There was that rage again.
"I'm going to buy you a beer, Sookie, and then we're going to open the bar. People need a place to gab about Maudette, and you need a place to…cool off." He looked at me while he spoke.
"I don't want to cool off! I want to find out who murdered my friend!" I roared at him.
"You think that attitude is going to help anybody, Sook?" Sam retorted.
"Maybe," I growled under my breath.
"Yeah, or maybe not," Sam grunted.
Sam drove to the bar and parked beside his trailer. I got out of the trunk and trudged through the rain to the employee entrance. It was locked, so I had to wait for Sam to join me with the keys. Rain splattered against my neck and face, cooling off more than my temper. I shivered and sighed until Sam pushed open the back door and swept through the hallway. He unlocked his office and went in. I took off down to the front of the restaurant and sat down on Jade Bodehouse's barstool. I thought about getting as drunk as she was and just not caring about anything. Sometimes, it just seemed like a better route than the one I was on.
I let my shoulders fall and the tension sank from them into my back muscles. I couldn't think about anything but Maudette Pickens, staring up at the ceiling in her apartment with unseeing eyes, her cold naked skin completely exposed to the world. I could see vampire bites on her leg in my head and that just made the whole image that much worse. In the minute or so of time between sitting at the bar and having Sam pour me a beer from the tap, I thought about crying, screaming, stabbing someone, and stabbing myself. I wasn't sure what to do with all the anger, so I washed it down by chugging the piss-colored liquid in front of me.
"She was my friend," I said to Sam in a moment of weakness. He sat down on the stool beside me and touched my hand. I looked at his fingers touching mine, and I thought about all the comfort I could probably squeeze out of him. I could use a little comfort. I could use a little of that distracting sex time that Maudette seemed to enjoy so much.
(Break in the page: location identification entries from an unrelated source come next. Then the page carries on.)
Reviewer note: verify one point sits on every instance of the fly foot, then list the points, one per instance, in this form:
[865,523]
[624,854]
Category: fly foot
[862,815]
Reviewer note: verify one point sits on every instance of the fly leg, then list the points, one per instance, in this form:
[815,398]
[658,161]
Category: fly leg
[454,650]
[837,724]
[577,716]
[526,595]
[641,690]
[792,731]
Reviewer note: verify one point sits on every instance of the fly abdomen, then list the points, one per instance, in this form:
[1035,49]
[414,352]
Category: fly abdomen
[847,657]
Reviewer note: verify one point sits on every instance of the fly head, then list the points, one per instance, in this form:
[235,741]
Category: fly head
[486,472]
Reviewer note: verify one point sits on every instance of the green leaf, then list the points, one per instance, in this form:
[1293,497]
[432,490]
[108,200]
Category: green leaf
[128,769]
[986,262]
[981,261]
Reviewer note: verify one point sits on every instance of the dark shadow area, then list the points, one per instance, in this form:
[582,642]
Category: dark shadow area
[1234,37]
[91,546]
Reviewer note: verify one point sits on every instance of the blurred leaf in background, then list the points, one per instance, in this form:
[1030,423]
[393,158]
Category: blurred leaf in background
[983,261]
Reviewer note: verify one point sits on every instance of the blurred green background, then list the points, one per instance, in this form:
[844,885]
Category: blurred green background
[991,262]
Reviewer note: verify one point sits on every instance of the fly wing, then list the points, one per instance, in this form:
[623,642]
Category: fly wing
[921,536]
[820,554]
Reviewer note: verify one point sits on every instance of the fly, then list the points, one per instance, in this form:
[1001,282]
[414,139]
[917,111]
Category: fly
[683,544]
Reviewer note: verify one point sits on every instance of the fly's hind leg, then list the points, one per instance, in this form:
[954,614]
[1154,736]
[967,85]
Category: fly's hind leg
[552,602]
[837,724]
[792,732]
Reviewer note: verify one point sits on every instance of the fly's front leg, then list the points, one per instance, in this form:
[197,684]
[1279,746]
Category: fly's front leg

"I'm your friend, Sook," Sam said gently. He seemed to stare right into me.
"Okay, yeah, that's enough," I said. I shrugged him off, swatted his hand away. I'm not a touchy-feely kind of girl. I don't need any sympathy from anybody.
Sam opened the bar at noon, and I worked hard, slinging beer and chicken baskets and hamburgers. The restaurant buzzed with talk of Maudette, and I couldn't block them out. I had tremors in my hands by five thirty, when I decided to take a smoke break out back. The rain had tapered off and though it was cold, I sat the bed of Sam's pick up truck and lit a cigarette. I swung my legs over the gravel and tried not to think about anything. I closed my eyes and stared at the dark insides of my eyelids. I took a long drag on the cigarette and let the smoke roll out of my nose in one long wave.
"Smoking is bad for you, Sookie," I heard a raspy male voice before someone grabbed me by the leg and yanked me off the truck bed and into the gravel.